A number of historical and social factors led to a rather distinct model of owner-occupation dwelling in Greece, that’s quite different from other European countries.

However, nowadays there seems to be a tendency to move away from this model. The percentage of households that live in rented flats/ houses is on the rise, especially in major urban centres. At the same time, the increased difficulty in getting mortgages, especially after the recession, makes it even harder to buy a house for vast parts of Greek society.

Renting costs are a pressing issue for an ever-increasing part of the population. The specific demographics of the affected people (mainly 22-45 year-olds, living in major cities) increase the social pressure and lead the most creative and productive parts of society into rather uncertain living conditions.

At the same time, there are two major tendency categories that are making the issue even harder.

The most visible one would be the shrinking of the households’ available income, from 2010 onwards. This tendency alone, makes the mortgage payment a heavier load on each family’s/ household’s budget.

The second tendency might be less visible but it’s just as significant, and is none other than the changes in the real estate market and in the cities themselves. The violent promotion of tourism (tourismisation), the expansion of AirBnB, the regulatory framework for foreign real estate investments and the chaotic urban planning, all form a new landscape that hugely affects the renting costs.

At Eteron we believe that the renting issue in Greece’s urban centres isn’t circumstantial.

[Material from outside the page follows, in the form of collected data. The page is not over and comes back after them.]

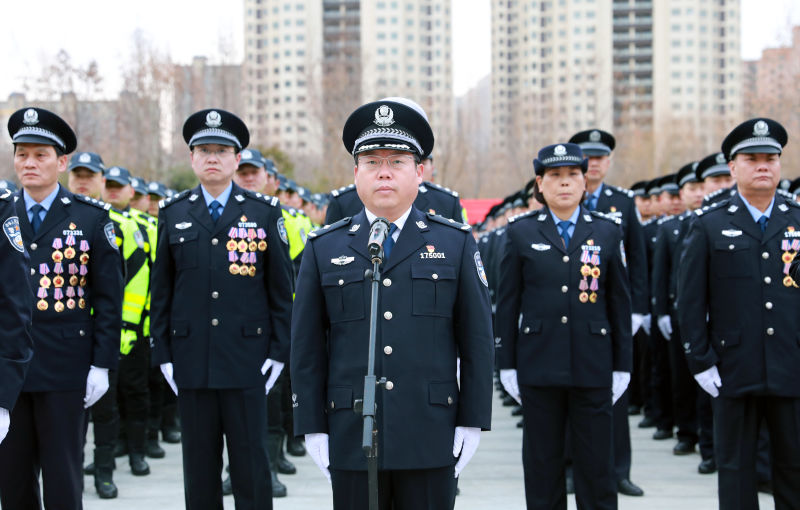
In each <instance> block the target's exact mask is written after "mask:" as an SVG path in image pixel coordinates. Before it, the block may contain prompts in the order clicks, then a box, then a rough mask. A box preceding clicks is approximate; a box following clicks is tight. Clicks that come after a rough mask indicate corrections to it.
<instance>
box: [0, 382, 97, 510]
mask: <svg viewBox="0 0 800 510" xmlns="http://www.w3.org/2000/svg"><path fill="white" fill-rule="evenodd" d="M84 394H85V391H83V390H80V391H59V392H55V391H54V392H35V393H28V392H24V393H22V394H21V395H20V396H19V399H18V400H17V404H16V405H15V406H14V409H13V410H12V411H11V428H10V429H9V431H8V436H6V438H5V440H4V441H3V442H2V443H1V444H0V507H2V508H3V509H9V510H11V509H13V510H38V509H39V508H41V500H40V488H39V473H40V472H41V475H42V481H43V485H44V507H45V508H46V509H68V510H80V509H81V508H83V503H82V501H81V492H82V481H83V473H82V471H81V469H82V466H81V459H82V450H83V431H84V423H85V414H86V413H85V410H84V408H83V397H84Z"/></svg>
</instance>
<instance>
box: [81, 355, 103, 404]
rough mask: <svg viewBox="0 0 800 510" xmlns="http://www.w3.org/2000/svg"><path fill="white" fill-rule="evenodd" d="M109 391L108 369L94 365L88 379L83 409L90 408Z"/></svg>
mask: <svg viewBox="0 0 800 510" xmlns="http://www.w3.org/2000/svg"><path fill="white" fill-rule="evenodd" d="M107 391H108V369H107V368H98V367H96V366H94V365H92V366H91V367H90V368H89V375H88V376H87V377H86V396H85V397H83V407H84V408H87V409H88V408H89V407H92V406H93V405H94V403H95V402H97V401H98V400H100V397H102V396H103V395H105V394H106V392H107Z"/></svg>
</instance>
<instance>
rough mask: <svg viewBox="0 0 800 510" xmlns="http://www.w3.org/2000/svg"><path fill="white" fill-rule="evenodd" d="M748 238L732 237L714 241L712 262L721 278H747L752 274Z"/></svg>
mask: <svg viewBox="0 0 800 510" xmlns="http://www.w3.org/2000/svg"><path fill="white" fill-rule="evenodd" d="M749 248H750V243H749V241H747V240H746V239H731V240H730V241H716V242H715V243H714V257H713V260H712V261H711V262H710V265H711V267H712V270H714V271H716V273H717V275H719V277H720V278H747V277H749V276H750V275H751V271H750V260H749V258H750V257H748V249H749Z"/></svg>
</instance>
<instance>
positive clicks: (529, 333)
mask: <svg viewBox="0 0 800 510" xmlns="http://www.w3.org/2000/svg"><path fill="white" fill-rule="evenodd" d="M587 163H588V162H587V160H586V159H584V155H583V152H582V151H581V148H580V147H579V146H578V145H576V144H573V143H566V144H557V145H550V146H547V147H544V148H543V149H542V150H540V151H539V154H538V158H537V159H535V160H534V163H533V165H534V170H535V172H536V176H537V177H536V187H535V188H534V194H535V196H536V199H537V201H539V202H540V203H543V204H545V207H544V208H543V209H540V210H538V211H532V212H529V213H526V214H523V215H521V216H516V217H513V218H511V220H509V225H508V229H507V230H506V234H505V237H506V244H505V250H504V255H503V262H502V266H501V267H502V269H501V273H500V285H499V296H498V299H497V320H496V324H497V337H498V339H499V342H498V344H499V345H498V350H497V356H498V365H499V367H500V380H501V381H502V382H503V386H504V387H505V388H506V391H508V392H509V394H511V395H512V396H514V397H515V398H517V399H518V400H520V402H521V403H522V411H523V417H524V421H523V446H522V450H523V466H525V467H524V471H525V498H526V502H527V508H528V509H551V508H561V507H565V506H566V483H565V471H564V459H563V451H564V447H565V430H567V422H568V423H569V425H568V428H569V434H570V435H571V436H572V443H573V444H574V445H575V447H574V448H573V452H572V457H573V471H574V481H575V494H576V498H577V501H578V505H579V506H580V507H581V508H598V509H599V508H606V509H612V508H616V507H617V484H616V476H615V474H614V465H613V454H612V448H613V431H612V424H613V421H612V406H613V403H614V402H616V401H617V399H619V398H620V396H621V395H622V394H623V393H624V392H625V390H626V388H627V386H628V383H629V382H630V373H631V368H632V352H631V351H632V340H631V329H630V328H631V319H630V317H631V302H630V294H629V290H628V285H629V284H628V276H627V272H626V267H625V253H624V248H623V242H622V231H621V229H620V224H621V220H619V219H618V218H615V219H612V218H611V217H609V216H606V215H604V214H601V213H598V212H593V213H590V212H589V211H588V209H586V208H585V207H581V202H582V201H583V198H584V191H585V189H586V180H585V176H584V175H585V172H586V168H587ZM496 341H497V340H496ZM589 444H591V445H592V446H591V448H588V447H586V446H585V445H589ZM579 445H580V446H579Z"/></svg>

It is a structural problem that exists in other major European cities too, and is creating conditions of  a new type of uncertainty for the population.

With that in mind, our aims are:

  • To raise awareness on this subject through multi-aspect analysis.
  • To broaden the conversation regarding housing, renting and lodging insecurity issues.
  • To condense and present the existing knowledge regarding housing in urban centres.
  • To listen and document testimonials of people experiencing housing insecurity.
  • To gather and present the relevant information.
  • To encourage networking and collaborations.
  • To work on relevant policy proposals.

With the above aims in mind, we would like to collaborate with researchers, citizens’ movements, local authorities and all those who form public policy, not just in order to understand the situation, but also to change it.